Fix leakage of placeholder descriptors to tracees
As a side effect of commit v4.11-211-g0736d4e, strace used to leak
placeholders for standard descriptors to tracees thus affecting their
behaviour. Fix this by setting close-on-exec flag on placeholder
descriptors.
* strace.c (open_dummy_desc): Set close-on-exec flag on the descriptor
that is going to be returned to the caller.
(fd_is_placeholder): New array.
(ensure_standard_fds_opened, redirect_standard_fds): New functions.
(startup_child): Use redirect_standard_fds.
(init): Use ensure_standard_fds_opened.
diff --git a/strace.c b/strace.c
index 680456b..0ee43cf 100644
--- a/strace.c
+++ b/strace.c
@@ -1221,6 +1221,12 @@
perror_msg_and_die("exec");
}
+/*
+ * Open a dummy descriptor for use as a placeholder.
+ * The descriptor is O_RDONLY with FD_CLOEXEC flag set.
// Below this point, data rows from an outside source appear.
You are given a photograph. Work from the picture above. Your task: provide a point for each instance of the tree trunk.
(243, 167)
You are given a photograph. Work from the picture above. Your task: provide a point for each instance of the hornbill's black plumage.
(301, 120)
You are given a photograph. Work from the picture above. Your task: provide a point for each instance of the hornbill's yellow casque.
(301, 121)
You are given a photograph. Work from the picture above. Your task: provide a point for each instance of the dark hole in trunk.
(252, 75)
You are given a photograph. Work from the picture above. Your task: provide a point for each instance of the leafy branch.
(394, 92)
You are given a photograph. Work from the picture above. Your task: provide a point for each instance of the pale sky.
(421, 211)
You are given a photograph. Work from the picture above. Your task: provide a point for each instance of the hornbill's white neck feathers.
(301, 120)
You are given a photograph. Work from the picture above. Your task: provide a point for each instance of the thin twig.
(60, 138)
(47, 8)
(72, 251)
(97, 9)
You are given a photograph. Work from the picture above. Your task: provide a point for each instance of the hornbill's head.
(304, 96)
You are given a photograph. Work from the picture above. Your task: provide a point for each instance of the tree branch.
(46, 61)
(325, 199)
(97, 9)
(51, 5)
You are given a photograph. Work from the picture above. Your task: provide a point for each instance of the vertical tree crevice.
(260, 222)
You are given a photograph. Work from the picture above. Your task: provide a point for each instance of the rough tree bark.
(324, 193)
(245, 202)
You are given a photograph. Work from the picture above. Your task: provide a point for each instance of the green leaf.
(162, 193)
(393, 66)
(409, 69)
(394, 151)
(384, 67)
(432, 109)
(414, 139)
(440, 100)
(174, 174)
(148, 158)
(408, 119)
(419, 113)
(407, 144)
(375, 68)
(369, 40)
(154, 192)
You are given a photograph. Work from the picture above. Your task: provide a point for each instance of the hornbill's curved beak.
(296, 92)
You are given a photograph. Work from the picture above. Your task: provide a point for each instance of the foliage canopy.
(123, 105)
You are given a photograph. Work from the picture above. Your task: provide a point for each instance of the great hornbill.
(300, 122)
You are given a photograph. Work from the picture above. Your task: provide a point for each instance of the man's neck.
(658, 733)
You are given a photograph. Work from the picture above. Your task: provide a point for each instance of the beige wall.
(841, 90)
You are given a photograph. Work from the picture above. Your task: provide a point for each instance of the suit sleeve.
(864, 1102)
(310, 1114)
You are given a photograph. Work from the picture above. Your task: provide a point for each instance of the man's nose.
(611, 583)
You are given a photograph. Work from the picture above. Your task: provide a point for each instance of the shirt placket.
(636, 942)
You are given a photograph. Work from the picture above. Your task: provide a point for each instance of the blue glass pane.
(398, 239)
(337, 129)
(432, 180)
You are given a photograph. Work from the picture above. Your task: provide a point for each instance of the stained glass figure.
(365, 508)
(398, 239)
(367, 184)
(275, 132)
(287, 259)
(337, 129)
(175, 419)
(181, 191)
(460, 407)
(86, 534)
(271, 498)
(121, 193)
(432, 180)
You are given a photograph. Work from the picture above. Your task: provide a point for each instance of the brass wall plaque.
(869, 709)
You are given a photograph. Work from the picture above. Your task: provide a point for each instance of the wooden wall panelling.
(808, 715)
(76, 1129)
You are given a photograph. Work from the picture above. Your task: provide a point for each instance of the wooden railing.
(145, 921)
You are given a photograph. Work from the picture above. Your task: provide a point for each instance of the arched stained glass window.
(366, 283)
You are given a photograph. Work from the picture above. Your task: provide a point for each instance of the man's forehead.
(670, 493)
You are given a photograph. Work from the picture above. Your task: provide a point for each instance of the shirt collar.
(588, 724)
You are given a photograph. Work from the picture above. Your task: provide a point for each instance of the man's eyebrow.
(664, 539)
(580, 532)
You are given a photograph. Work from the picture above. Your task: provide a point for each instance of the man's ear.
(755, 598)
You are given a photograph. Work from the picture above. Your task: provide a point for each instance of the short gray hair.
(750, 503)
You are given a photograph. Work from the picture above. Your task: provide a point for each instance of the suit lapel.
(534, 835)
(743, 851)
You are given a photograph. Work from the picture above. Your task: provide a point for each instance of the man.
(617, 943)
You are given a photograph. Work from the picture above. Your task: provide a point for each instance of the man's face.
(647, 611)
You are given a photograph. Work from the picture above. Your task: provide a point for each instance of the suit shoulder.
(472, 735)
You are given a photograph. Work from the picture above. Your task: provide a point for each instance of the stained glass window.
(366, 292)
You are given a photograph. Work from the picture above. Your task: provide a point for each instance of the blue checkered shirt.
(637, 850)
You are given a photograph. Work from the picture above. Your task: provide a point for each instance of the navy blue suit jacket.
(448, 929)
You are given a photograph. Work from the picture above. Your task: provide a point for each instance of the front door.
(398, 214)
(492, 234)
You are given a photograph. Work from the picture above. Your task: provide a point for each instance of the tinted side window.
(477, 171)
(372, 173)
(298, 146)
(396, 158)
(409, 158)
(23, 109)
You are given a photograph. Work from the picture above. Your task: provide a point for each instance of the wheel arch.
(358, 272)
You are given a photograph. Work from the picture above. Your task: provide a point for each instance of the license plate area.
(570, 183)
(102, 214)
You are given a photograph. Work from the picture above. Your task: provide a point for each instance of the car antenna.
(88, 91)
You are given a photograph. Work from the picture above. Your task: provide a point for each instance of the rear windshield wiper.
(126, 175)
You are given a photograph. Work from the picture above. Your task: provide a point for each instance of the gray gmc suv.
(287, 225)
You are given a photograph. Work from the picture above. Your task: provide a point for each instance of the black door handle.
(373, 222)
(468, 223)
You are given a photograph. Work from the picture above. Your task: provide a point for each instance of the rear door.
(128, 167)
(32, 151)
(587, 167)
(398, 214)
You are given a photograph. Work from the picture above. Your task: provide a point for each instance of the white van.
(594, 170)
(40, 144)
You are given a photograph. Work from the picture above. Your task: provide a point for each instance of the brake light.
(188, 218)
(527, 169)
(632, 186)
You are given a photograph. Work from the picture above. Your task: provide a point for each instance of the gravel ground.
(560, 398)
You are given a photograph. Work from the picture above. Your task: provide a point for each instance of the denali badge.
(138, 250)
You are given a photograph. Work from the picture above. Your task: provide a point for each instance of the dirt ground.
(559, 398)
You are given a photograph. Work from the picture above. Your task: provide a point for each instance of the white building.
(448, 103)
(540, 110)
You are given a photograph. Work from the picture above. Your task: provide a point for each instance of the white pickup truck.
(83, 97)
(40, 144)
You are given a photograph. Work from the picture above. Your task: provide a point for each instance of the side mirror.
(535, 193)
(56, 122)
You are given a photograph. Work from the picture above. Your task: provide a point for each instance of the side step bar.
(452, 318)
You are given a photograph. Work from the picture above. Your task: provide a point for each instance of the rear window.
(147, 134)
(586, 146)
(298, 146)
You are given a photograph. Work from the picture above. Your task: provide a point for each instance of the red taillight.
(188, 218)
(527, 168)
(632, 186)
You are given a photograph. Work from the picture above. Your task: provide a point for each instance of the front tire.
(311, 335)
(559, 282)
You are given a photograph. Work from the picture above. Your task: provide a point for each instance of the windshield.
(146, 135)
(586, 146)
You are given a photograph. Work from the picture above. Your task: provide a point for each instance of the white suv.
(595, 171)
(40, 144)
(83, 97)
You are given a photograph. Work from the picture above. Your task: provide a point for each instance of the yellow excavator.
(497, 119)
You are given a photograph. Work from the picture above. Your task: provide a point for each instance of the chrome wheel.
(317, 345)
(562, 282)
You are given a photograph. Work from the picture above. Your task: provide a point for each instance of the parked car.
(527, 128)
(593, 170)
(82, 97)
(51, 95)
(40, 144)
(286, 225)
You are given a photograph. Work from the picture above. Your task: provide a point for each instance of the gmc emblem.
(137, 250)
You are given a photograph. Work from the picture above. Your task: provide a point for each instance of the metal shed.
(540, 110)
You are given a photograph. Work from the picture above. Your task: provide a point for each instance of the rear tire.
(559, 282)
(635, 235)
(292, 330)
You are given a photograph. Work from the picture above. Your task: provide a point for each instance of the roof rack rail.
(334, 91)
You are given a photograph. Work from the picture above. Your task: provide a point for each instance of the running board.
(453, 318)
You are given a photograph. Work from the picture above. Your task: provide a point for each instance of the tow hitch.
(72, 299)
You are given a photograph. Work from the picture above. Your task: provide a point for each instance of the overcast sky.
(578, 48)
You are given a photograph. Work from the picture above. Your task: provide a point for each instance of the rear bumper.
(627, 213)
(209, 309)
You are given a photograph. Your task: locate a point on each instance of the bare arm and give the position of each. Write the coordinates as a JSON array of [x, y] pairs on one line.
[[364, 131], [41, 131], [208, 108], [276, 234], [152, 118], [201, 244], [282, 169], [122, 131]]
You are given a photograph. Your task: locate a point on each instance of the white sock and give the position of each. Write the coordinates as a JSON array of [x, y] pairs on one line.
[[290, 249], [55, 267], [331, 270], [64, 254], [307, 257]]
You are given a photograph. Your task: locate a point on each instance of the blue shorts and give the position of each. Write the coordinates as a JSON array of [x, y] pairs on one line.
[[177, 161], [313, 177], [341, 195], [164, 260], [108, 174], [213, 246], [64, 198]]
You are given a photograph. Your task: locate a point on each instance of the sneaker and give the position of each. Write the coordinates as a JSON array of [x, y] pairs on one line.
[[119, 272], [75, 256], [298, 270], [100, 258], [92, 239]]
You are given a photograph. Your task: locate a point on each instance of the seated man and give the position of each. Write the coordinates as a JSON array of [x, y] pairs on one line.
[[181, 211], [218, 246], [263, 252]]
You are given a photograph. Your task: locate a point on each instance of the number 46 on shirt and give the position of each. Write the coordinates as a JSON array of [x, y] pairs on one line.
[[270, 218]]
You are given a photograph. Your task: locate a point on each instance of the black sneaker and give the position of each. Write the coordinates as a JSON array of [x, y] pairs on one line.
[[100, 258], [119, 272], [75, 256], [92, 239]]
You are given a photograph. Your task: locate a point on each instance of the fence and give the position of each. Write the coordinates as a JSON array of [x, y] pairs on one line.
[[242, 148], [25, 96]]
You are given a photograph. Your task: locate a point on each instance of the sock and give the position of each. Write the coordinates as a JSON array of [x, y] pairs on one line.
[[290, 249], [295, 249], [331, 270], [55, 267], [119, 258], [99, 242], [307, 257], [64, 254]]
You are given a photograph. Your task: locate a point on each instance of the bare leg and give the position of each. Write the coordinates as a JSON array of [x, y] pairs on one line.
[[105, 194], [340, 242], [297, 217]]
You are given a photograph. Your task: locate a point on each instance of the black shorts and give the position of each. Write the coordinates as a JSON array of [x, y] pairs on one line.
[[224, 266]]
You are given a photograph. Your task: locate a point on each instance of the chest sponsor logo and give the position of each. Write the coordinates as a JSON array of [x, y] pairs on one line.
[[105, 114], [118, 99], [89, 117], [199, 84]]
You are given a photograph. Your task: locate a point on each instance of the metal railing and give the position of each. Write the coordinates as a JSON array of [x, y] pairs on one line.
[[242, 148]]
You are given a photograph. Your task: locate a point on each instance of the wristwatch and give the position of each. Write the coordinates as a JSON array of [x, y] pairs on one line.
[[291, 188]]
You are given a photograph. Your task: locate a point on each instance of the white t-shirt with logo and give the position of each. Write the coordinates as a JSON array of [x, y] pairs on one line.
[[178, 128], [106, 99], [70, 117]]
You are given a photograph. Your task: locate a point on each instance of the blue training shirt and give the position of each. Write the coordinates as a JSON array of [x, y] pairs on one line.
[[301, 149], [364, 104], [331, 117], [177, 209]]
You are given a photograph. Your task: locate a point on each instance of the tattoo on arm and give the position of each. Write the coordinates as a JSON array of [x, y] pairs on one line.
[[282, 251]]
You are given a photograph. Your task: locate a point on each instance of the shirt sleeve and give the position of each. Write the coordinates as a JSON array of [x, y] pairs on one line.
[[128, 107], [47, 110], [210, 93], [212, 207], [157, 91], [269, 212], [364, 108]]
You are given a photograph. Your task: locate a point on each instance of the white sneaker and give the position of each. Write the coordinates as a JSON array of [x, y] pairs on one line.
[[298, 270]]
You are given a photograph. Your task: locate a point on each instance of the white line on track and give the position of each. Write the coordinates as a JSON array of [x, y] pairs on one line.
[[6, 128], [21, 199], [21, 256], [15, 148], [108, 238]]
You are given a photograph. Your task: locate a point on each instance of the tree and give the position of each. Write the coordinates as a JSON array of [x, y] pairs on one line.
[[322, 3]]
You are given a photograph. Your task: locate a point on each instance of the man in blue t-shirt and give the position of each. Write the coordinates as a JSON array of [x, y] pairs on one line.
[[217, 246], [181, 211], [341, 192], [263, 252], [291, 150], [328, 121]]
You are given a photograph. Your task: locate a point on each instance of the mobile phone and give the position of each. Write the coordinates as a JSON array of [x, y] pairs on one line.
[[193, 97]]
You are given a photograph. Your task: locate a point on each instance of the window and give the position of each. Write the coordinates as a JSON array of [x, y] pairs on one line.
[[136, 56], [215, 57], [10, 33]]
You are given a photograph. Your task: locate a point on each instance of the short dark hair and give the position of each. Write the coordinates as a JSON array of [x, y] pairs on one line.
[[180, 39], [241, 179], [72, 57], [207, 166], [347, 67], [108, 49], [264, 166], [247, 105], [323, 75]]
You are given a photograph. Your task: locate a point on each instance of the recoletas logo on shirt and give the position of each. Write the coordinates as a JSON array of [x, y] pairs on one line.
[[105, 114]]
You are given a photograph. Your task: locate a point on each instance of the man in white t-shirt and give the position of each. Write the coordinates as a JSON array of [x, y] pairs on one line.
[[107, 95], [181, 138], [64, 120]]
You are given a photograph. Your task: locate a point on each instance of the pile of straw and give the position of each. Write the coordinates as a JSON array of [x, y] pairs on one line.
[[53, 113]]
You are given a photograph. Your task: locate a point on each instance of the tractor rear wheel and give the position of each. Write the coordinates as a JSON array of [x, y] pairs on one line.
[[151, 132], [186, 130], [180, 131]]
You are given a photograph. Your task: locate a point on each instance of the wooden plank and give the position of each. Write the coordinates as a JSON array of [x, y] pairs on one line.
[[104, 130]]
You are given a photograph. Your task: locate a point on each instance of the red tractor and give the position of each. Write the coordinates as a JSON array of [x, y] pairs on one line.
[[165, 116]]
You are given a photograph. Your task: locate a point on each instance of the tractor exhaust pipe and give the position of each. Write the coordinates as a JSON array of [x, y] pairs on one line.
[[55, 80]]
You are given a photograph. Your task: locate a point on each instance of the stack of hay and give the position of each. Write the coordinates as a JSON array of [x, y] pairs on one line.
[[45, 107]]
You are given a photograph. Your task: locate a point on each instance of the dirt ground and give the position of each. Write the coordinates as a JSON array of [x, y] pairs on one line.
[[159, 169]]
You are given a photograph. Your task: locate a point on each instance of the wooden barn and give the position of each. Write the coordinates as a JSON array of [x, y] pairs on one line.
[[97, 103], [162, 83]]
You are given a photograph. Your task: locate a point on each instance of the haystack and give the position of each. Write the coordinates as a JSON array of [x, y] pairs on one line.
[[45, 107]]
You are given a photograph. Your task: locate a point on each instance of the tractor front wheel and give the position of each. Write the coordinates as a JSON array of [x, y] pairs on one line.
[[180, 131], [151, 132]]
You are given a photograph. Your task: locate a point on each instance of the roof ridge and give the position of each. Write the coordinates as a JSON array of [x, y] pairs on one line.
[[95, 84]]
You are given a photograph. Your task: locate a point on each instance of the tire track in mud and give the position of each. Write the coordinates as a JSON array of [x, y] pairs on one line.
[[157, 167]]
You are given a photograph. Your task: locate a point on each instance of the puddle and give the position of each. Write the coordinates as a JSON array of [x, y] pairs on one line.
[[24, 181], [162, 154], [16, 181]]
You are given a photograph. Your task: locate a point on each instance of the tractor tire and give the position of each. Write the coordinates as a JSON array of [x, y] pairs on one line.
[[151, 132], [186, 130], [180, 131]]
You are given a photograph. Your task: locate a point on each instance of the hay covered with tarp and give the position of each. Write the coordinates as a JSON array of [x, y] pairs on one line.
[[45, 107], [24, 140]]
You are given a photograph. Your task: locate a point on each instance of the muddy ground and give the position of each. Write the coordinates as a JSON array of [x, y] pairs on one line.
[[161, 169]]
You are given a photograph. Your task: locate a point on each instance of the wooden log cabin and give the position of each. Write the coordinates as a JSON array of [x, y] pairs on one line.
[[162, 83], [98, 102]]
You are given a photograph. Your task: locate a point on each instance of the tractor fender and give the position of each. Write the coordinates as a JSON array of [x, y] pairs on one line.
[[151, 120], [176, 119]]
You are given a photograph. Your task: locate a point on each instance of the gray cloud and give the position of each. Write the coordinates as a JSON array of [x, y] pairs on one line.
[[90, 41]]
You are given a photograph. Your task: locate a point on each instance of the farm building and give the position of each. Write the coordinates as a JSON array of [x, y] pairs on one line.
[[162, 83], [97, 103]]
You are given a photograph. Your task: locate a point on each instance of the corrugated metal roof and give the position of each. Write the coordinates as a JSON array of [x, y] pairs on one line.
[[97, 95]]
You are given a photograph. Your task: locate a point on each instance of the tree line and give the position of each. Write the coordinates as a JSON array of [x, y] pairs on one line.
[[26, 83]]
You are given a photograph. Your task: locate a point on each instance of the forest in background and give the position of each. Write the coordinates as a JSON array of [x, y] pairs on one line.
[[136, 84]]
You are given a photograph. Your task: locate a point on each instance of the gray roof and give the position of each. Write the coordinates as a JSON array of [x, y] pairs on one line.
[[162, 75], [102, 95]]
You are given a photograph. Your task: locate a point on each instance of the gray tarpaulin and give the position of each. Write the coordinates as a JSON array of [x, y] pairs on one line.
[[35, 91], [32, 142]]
+ * A read attempt from such descriptor ends with EOF,
+ * a write attempt is rejected with EBADF.
+ */
static int
open_dummy_desc(void)
{
@@ -1229,9 +1235,56 @@
if (pipe(fds))
perror_msg_and_die("pipe");
close(fds[1]);
+ set_cloexec_flag(fds[0]);
return fds[0];
}
+/* placeholder fds status for stdin and stdout */
+static bool fd_is_placeholder[2];
+
+/*
+ * Ensure that all standard file descriptors are open by opening placeholder
+ * file descriptors for those standard file descriptors that are not open.
+ *
+ * The information which descriptors have been made open is saved
+ * in fd_is_placeholder for later use.
+ */
+static void
+ensure_standard_fds_opened(void)
+{
+ int fd;
+
+ while ((fd = open_dummy_desc()) <= 2) {
+ if (fd == 2)
+ break;
+ fd_is_placeholder[fd] = true;
+ }
+
+ if (fd > 2)
+ close(fd);
+}
+
+/*
+ * Redirect stdin and stdout unless they have been opened earlier
+ * by ensure_standard_fds_opened as placeholders.
+ */
+static void
+redirect_standard_fds(void)
+{
+ int i;
+
+ /*
+ * It might be a good idea to redirect stderr as well,
+ * but we sometimes need to print error messages.
+ */
+ for (i = 0; i <= 1; ++i) {
+ if (!fd_is_placeholder[i]) {
+ close(i);
+ open_dummy_desc();
+ }
+ }
+}
+
static void
startup_child(char **argv)
{
@@ -1409,18 +1462,11 @@
* the pipe is still open, it has a reader. Thus, "head" will not get its
* SIGPIPE at once, on the first write.
*
- * Preventing it by closing strace's stdin/out.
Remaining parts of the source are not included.